The paper suggests two main reasons:

  1. The "Language Bottleneck": The AI tries to turn the picture into words in its head to solve the problem. But describing a complex maze in words is messy. It loses the "map" and gets confused.
  2. Lack of "Procedural Muscle": The AI is great at knowing facts (declarative knowledge) but bad at doing things step-by-step (procedural knowledge).
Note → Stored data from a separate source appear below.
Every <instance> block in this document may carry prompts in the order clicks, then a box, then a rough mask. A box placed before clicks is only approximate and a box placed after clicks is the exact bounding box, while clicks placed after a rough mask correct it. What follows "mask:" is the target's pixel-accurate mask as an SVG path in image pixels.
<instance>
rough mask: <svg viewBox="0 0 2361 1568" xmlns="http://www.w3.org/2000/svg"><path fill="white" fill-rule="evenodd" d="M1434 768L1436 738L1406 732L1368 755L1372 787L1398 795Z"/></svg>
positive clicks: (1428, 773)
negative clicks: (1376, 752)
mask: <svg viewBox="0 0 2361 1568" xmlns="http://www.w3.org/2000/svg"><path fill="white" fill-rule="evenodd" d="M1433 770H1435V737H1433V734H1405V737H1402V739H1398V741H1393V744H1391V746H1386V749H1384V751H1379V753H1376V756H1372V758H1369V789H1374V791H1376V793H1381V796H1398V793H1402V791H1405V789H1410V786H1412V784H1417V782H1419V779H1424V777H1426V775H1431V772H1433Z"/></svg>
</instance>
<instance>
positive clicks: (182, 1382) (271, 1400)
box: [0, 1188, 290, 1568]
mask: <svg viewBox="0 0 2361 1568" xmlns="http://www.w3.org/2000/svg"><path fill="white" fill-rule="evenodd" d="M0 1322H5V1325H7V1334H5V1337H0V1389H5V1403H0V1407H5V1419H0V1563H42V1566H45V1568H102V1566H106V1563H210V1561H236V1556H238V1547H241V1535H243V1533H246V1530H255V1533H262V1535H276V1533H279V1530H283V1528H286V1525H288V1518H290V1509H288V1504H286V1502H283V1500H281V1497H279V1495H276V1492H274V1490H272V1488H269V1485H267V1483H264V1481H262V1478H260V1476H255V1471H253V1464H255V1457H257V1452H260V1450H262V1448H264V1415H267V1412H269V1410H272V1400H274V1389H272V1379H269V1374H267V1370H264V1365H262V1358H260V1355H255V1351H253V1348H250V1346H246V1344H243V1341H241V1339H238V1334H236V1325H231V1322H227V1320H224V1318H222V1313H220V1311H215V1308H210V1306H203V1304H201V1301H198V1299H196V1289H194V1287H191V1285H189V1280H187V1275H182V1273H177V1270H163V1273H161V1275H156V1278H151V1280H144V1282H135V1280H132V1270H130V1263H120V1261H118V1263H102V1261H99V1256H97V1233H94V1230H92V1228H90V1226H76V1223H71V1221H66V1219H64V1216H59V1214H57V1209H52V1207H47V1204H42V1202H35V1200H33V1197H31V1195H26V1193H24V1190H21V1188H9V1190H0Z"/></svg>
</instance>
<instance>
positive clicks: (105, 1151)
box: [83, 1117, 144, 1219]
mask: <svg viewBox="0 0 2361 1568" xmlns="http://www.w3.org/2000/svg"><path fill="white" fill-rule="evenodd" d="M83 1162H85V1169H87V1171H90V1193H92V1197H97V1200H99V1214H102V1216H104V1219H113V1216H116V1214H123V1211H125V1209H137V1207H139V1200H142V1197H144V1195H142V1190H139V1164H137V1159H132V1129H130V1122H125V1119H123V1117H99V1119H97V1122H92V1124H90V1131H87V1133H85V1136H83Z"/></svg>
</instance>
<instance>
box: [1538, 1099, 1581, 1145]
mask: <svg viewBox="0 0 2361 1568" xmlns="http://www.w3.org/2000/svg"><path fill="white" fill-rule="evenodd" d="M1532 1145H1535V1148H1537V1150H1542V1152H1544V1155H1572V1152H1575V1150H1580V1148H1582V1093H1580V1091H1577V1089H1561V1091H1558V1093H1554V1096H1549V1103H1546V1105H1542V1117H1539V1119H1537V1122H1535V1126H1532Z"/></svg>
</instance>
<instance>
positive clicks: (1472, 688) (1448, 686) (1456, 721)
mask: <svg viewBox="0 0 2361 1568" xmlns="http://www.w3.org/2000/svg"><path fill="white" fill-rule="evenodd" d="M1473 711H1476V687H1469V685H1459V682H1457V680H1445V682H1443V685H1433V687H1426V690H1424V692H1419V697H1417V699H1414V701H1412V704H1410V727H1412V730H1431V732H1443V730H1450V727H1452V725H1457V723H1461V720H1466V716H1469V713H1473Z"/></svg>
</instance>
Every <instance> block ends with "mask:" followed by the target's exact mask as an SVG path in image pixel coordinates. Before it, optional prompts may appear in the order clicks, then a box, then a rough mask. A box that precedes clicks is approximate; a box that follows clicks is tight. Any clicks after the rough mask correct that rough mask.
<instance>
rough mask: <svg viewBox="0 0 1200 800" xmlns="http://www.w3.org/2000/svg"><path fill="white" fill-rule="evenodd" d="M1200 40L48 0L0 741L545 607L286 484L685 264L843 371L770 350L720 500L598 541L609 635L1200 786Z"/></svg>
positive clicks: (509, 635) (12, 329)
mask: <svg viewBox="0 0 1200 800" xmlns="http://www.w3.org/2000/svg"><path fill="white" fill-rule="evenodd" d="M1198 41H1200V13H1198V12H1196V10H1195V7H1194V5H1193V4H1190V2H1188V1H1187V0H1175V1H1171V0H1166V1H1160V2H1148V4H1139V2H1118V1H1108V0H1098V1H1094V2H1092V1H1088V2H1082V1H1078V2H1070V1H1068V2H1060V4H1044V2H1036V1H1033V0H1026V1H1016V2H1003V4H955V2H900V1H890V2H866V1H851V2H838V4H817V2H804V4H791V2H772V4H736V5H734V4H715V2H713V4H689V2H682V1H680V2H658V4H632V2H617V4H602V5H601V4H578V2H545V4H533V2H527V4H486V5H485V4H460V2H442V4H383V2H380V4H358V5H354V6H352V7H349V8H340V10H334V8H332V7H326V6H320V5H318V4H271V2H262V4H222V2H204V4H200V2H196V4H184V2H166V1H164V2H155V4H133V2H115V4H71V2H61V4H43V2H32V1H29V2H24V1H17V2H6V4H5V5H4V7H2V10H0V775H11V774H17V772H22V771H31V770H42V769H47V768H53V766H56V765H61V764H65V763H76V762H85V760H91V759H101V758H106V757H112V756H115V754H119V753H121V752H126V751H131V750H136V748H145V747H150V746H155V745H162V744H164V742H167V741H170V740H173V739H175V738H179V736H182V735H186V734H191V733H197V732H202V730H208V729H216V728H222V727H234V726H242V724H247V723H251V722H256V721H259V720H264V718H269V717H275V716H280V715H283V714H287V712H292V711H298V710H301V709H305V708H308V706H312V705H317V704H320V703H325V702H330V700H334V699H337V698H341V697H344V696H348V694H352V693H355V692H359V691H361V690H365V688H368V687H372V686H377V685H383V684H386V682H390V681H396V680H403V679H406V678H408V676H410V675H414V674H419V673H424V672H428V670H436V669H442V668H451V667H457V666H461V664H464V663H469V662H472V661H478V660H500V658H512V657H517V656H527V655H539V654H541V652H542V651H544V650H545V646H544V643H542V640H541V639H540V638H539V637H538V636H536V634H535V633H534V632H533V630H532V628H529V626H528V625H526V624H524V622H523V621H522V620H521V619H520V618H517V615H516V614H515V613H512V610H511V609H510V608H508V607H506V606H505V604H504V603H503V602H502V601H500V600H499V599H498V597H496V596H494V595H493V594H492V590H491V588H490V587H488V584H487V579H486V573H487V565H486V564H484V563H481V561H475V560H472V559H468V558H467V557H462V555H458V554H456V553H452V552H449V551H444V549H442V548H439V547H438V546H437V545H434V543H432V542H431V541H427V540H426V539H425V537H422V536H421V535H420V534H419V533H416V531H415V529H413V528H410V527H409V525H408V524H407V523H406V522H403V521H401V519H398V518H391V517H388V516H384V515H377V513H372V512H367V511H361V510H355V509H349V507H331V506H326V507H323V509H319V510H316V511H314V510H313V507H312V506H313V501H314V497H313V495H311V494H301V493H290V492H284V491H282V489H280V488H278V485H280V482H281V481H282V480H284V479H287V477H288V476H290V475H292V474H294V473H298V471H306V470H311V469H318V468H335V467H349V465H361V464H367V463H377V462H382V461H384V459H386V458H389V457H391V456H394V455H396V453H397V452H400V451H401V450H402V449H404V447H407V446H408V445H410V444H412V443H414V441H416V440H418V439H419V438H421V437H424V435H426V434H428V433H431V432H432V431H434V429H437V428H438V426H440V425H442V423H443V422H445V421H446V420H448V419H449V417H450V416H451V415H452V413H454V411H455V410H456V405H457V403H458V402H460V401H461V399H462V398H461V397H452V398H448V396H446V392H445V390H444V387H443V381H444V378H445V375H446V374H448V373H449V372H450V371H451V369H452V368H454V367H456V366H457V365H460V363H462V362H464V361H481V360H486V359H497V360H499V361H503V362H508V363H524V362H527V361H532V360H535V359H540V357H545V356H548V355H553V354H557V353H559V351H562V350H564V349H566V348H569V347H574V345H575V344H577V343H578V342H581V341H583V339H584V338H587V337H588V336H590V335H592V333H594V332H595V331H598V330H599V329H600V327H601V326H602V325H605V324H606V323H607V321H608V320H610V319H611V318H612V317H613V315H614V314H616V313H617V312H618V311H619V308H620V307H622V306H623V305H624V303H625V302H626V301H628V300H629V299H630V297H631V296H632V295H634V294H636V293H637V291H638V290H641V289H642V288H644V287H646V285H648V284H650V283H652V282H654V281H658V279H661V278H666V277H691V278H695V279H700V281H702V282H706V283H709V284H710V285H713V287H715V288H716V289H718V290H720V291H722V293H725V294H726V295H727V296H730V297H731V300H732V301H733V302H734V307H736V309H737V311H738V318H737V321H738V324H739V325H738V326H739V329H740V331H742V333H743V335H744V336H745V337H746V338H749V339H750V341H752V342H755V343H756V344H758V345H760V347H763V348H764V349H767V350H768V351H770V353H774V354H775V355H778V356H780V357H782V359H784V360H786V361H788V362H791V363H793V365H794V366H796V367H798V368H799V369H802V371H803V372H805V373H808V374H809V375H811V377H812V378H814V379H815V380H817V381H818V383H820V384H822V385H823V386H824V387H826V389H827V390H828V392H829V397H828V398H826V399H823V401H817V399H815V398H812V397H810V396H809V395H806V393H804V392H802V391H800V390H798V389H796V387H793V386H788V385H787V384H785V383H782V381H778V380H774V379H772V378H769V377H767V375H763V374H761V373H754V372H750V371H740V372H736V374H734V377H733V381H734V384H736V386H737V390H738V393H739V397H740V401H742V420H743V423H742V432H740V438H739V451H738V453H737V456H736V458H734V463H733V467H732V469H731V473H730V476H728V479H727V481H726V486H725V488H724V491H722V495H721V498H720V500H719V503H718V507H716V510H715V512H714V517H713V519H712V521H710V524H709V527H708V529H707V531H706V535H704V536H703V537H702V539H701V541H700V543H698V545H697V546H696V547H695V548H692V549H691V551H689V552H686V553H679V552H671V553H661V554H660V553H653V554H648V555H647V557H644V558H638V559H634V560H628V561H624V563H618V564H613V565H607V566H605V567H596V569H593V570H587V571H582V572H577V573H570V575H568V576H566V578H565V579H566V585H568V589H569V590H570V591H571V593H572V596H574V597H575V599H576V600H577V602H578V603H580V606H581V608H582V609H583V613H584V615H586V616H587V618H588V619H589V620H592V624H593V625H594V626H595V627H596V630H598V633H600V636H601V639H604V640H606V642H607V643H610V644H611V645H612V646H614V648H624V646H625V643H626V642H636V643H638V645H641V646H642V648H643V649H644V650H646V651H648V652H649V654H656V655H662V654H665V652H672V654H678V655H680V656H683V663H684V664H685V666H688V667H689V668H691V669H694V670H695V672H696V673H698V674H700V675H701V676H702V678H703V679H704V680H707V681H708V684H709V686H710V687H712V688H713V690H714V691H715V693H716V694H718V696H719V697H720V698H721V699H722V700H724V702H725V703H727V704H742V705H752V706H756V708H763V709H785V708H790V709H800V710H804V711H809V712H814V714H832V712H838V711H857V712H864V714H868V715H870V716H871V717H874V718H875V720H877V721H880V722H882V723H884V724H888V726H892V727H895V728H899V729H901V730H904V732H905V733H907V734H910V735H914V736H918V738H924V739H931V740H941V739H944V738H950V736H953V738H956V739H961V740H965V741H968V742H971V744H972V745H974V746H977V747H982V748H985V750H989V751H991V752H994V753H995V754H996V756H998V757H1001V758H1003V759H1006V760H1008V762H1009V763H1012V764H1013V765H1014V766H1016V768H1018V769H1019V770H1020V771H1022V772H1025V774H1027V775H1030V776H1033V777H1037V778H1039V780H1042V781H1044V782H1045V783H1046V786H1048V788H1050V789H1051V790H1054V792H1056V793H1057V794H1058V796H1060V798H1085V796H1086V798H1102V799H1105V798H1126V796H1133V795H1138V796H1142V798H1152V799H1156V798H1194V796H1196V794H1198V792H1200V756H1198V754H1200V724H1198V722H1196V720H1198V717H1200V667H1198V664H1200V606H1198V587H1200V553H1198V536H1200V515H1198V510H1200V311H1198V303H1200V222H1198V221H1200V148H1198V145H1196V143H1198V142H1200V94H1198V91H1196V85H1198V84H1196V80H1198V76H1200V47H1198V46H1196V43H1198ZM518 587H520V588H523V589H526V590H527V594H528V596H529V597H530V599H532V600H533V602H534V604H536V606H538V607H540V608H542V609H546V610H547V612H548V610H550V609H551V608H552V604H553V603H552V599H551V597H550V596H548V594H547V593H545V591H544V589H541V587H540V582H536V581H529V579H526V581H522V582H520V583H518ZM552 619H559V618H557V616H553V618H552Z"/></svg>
It hasn't been trained to "hold a state" (remembering "I am currently on step 47") while moving through a visual scene.

6. The Takeaway

This paper isn't just saying "AI is bad at counting." It's saying: "If we want AI to be a true 'Visual Agent' that can navigate the real world (like a robot vacuum or a self-driving car), it needs to learn how to follow complex, multi-step rules, not just recognize pictures."

ORDINALBENCH is the new gym where these AI models can train to get stronger at this specific skill, so one day they won't just "see" the world, but they can truly "navigate" it.